Modern numerical linear algebra usually solves regression problems using QR decomposition or singular value decomposition.

QR Method

A = QR,

where:

Matrix	Property
$Q$	Orthogonal
$R$	Upper triangular

then

R\hat{\beta} = Q^Ty.

This avoids forming $A^TA$ , which can amplify numerical error.

SVD Method

A = U\Sigma V^T,

then least squares solutions can be computed robustly even when $A$ is nearly singular.

The SVD reveals rank, conditioning, and geometric structure simultaneously.

109.13 Regularization

Large regression problems may overfit the data.

Regularization introduces additional constraints.

Ridge Regression

Ridge regression minimizes

\|y - A\beta\|^2 + \lambda \|\beta\|^2.

|y-A\beta|^2+\lambda|\beta|^2

The parameter $\lambda > 0$ penalizes large coefficients.

The solution becomes

(A^TA + \lambda I)\hat{\beta} = A^Ty.

Lasso Regression

Lasso regression minimizes

\|y - A\beta\|^2 + \lambda \|\beta\|_1.

The $\ell_1$ -penalty encourages sparse coefficients.

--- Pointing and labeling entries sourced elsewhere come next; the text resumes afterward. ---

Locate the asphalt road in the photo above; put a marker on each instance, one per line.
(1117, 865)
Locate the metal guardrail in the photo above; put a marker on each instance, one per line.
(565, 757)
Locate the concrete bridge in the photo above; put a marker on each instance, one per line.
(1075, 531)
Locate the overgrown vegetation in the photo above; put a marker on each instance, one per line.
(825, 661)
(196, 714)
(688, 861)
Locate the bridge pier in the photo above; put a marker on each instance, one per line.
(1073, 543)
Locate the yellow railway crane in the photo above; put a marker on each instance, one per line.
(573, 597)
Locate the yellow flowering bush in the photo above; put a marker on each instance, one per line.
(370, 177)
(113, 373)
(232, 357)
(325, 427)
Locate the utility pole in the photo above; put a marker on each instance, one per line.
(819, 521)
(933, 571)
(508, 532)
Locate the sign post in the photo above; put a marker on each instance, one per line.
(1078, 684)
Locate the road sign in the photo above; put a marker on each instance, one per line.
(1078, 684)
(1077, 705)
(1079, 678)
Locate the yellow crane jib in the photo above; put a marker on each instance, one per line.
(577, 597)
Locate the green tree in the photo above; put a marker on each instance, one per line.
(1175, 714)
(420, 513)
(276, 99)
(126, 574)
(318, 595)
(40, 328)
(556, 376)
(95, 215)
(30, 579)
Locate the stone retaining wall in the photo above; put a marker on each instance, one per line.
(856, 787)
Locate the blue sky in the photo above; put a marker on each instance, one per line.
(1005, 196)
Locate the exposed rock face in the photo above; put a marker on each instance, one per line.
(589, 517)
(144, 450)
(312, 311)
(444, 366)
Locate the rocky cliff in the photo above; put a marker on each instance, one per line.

Regularization connects linear algebra with optimization and machine learning.

109.14 Polynomial Regression

Regression can model nonlinear relationships while remaining linear algebraically.

Suppose we fit

y \approx \beta_0 + \beta_1x + \beta_2x^2.

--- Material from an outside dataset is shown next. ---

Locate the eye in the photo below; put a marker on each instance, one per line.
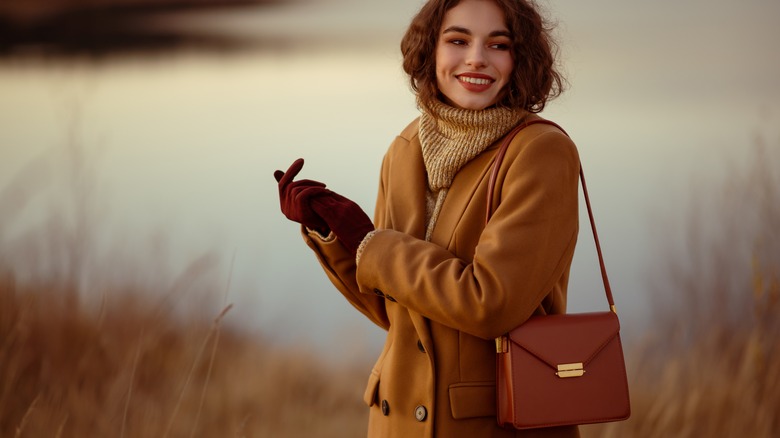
(500, 46)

The model is nonlinear in $x$ but linear in the coefficients.

The design matrix becomes

A = \begin{bmatrix} 1 & x_1 & x_1^2 \\ 1 & x_2 & x_2^2 \\ \vdots & \vdots & \vdots \\ 1 & x_m & x_m^2 \end{bmatrix}.

The least squares framework remains unchanged.

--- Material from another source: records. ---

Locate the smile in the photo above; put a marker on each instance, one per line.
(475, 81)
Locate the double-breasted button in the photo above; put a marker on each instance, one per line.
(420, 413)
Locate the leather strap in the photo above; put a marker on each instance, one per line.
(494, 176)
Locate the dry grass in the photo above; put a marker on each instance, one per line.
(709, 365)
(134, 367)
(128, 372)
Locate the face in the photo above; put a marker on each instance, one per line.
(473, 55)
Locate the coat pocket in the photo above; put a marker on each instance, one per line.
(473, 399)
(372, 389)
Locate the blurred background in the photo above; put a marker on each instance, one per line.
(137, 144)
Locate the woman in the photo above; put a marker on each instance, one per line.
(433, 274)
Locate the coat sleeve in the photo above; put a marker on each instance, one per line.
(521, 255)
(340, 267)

This principle extends to arbitrary basis expansions.

109.15 Applications

Linear regression appears throughout science and engineering.

Field	Example
Statistics	Trend estimation
Economics	Forecasting
Physics	Experimental fitting
Biology	Growth models
Machine learning	Predictive models
Signal processing	Parameter estimation
Computer vision	Camera calibration
Finance	Risk modeling
Engineering	System identification

Many advanced machine learning methods are extensions of linear regression.

109.16 Geometric Summary

Linear regression unifies several major ideas in linear algebra.

Concept	Role
Vectors	Observations and predictions
Matrices	Design operators
Column space	Model subspace
Orthogonality	Residual condition
Projection	Best approximation
Least squares	Optimization principle
Rank	Identifiability
Decompositions	Numerical algorithms

The subject demonstrates how abstract linear algebra directly solves practical approximation problems.

109.17 Summary

Linear regression seeks the linear model that best approximates observed data.

Given a system

A\beta \approx y,

the least squares solution minimizes

\|y - A\beta\|^2.

The solution satisfies the normal equations

A^TA\hat{\beta} = A^Ty.

Geometrically, regression projects the observed vector onto the column space of the design matrix.

Computationally, regression relies on matrix factorizations such as QR decomposition and singular value decomposition.

Statistically, regression estimates relationships between variables under uncertainty.

Linear regression is therefore both a practical computational method and a central application of the geometry and algebra of vector spaces.